Regenerate the GTFS discovery manifests:
python -m app.cli discover-gtfs-sources --max-ptna-details 0 --test-limit 24
Use --countries ALL for the broad global Mobility Database/acceptance-list pass. Use a positive --max-ptna-details when you want PTNA license and OSM crosswalk fields; the country-table scrape is fast, while detail pages can be slow.
Import the direct feed seed list into the source registry:
python -m app.cli import-source-catalog --csv docs/source_catalog_seed.csv
python -m app.cli import-ingestable-sources --csv docs/ingestable_sources_seed.csv
python -m app.cli import-ingestable-sources --csv docs/generated/gtfs_test_run_sources.csv
python -m app.cli stats
Queue the focused multi-source harmonization test run:
python -m app.cli queue-source-imports-from-csv --csv docs/generated/gtfs_test_run_sources.csv
That queues every listed source import with per-source matching disabled, then queues one route-matching job and one route-layer rebuild after the imports. This avoids rebuilding matches/layers after every individual feed.
Then run feeds one by one from the UI or CLI:
python -m app.cli run-source 1
python -m app.cli run-match
Operator list strategy
There is no single complete European transport-operator list.
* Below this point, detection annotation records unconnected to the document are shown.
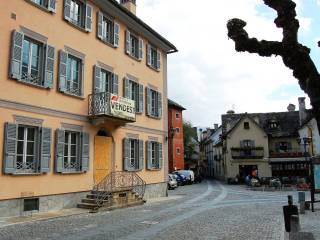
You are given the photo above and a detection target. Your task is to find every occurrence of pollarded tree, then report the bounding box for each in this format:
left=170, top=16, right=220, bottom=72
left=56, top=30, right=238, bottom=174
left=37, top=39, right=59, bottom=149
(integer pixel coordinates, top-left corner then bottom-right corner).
left=227, top=0, right=320, bottom=135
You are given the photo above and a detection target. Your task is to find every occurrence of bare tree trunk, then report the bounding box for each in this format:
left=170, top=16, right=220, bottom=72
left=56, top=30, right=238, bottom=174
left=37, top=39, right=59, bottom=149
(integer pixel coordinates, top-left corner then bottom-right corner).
left=227, top=0, right=320, bottom=135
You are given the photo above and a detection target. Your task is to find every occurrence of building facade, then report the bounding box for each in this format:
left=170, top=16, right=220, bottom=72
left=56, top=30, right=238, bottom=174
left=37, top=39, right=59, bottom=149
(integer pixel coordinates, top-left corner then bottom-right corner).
left=168, top=99, right=186, bottom=172
left=0, top=0, right=177, bottom=216
left=222, top=105, right=308, bottom=180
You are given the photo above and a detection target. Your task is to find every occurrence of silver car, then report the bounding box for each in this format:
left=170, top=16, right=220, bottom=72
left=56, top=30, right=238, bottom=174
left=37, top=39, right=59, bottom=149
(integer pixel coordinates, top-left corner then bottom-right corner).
left=168, top=174, right=178, bottom=190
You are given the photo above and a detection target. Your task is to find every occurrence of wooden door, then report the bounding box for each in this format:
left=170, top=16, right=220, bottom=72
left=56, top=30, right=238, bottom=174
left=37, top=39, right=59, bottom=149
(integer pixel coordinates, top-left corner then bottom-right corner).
left=94, top=136, right=112, bottom=183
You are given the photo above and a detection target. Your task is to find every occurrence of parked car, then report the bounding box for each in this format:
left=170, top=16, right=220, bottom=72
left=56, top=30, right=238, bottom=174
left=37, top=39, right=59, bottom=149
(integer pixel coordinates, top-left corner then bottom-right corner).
left=175, top=170, right=194, bottom=184
left=168, top=174, right=178, bottom=190
left=172, top=172, right=188, bottom=186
Generate the operator table by unioning and reconciling:
- GTFS
agency.txtrecords from every imported static feed. - NeTEx
Operator,Authority,Network, andLinerecords once NeTEx ingestion is added. - National Access Point dataset publishers and data-provider metadata.
- National stop registries and access-node systems, such as NaPTAN, NSR, and Swiss SLOID/DiDok/service-point datasets.
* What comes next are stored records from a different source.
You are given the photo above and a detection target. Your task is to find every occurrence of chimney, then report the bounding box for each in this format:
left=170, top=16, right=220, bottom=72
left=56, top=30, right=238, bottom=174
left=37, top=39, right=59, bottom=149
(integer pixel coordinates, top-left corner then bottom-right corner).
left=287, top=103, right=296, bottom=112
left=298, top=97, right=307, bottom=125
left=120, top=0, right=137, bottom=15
- Rail undertaking registries such as ERADIS Single Safety Certificates.
- Aviation registries such as EASA AOC/TCO lists, plus airport registries such as OurAirports.
- OSM
operatorandnetworktags as a gap-finding and alias-discovery layer, not as authority. - Manual commercial/onboarding records for booking/API coverage.
Persist every operator row with provenance: source table, source URL, first_seen, last_seen, confidence, and whether it is an authority, data publisher, brand, legal operator, infrastructure manager, or booking partner.
Geometry policy
For this workbench, the extracted OSM route layer is the authoritative visual layer for routes, networks and stop display. GTFS, NeTEx, official GIS data, infrastructure registries and historical vehicle traces are matching and QA inputs. They can propose corrections, flag missing or stale OSM route-layer geometry, and explain timetable deviations, but they do not override the canonical visual route layer automatically.
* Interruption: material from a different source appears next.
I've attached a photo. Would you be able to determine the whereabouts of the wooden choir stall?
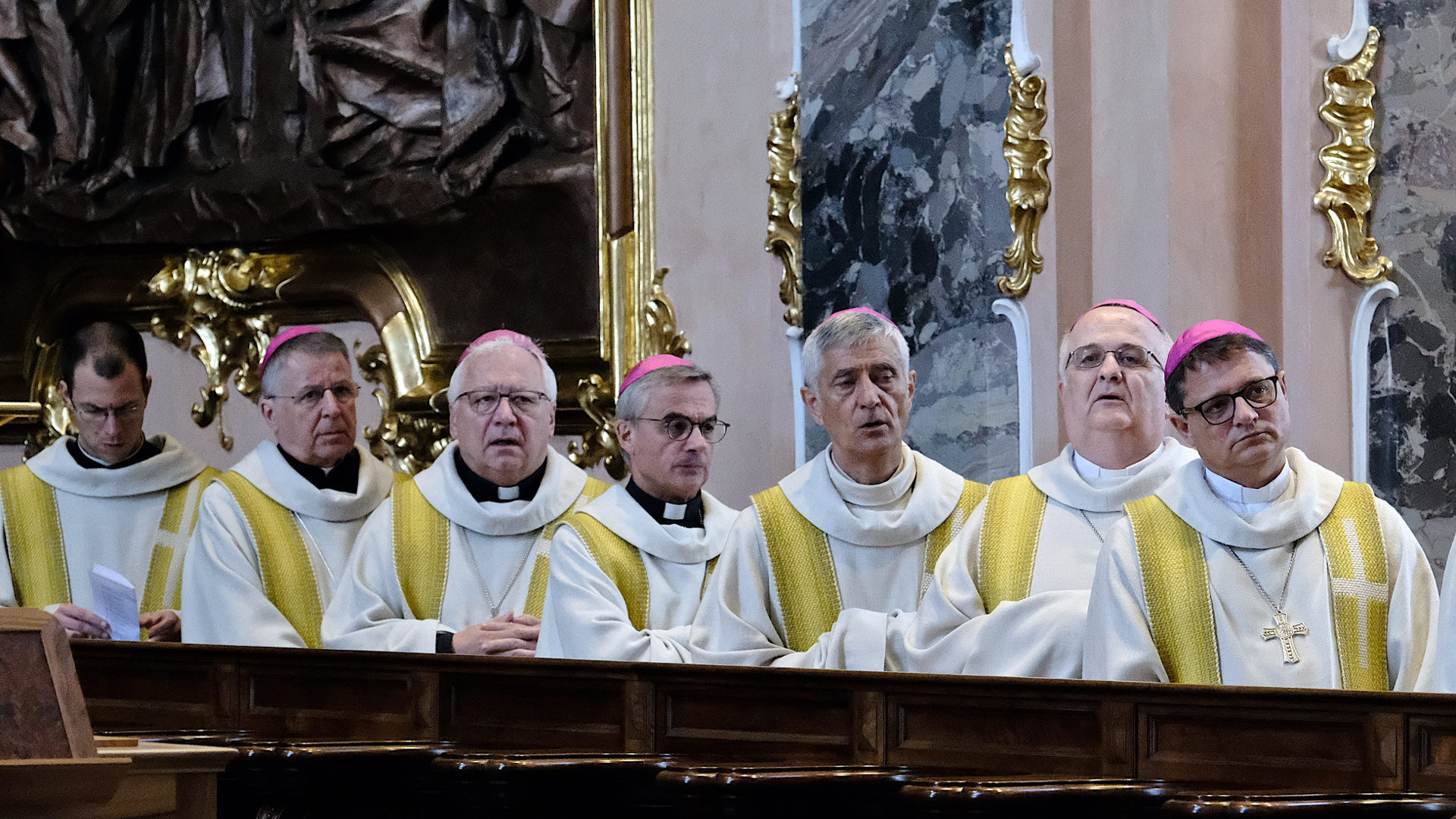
[51,642,1456,816]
Use non-OSM geometry sources as evidence in this order:
- NeTEx journey-pattern/link-sequence geometry and GTFS
shapes.txt. - Official stop/station registries such as NaPTAN, NSR, and SLOID/DiDok.
- Official infrastructure registries such as ERA RINF and RailNetEurope DII.
- Official operator GIS route datasets where available.
- Historical realtime vehicle traces after QA.
- OSM route-layer gaps and conflicts for manual review.
OSM PBF extraction
For large countries or Europe-wide experiments, pre-filter raw PBF files before importing them:
scripts/osmium_transport_filter.sh europe-latest.osm.pbf europe-transport.osm.pbf
This requires the external osmium CLI. The result is still an OSM transport extract and remains the input to the canonical visual route-layer extraction; it is not a separate geometry hierarchy.
Temporary closures and disruption data
Structured temporary closure/disruption data usually comes from:
- GTFS-Realtime Service Alerts, TripUpdates and VehiclePositions.
- SIRI-SX, SIRI-ET, SIRI-VM, and related national profiles.
- DATEX II roadworks, closures, incidents, restrictions and weather for bus detours and access legs.
- Rail-specific feeds such as National Rail Darwin or operator construction-work feeds.
- Ferry and air operator/airport APIs where available, often commercial or auth-gated.
Model these as separate validity-windowed event tables rather than modifying the base static timetable.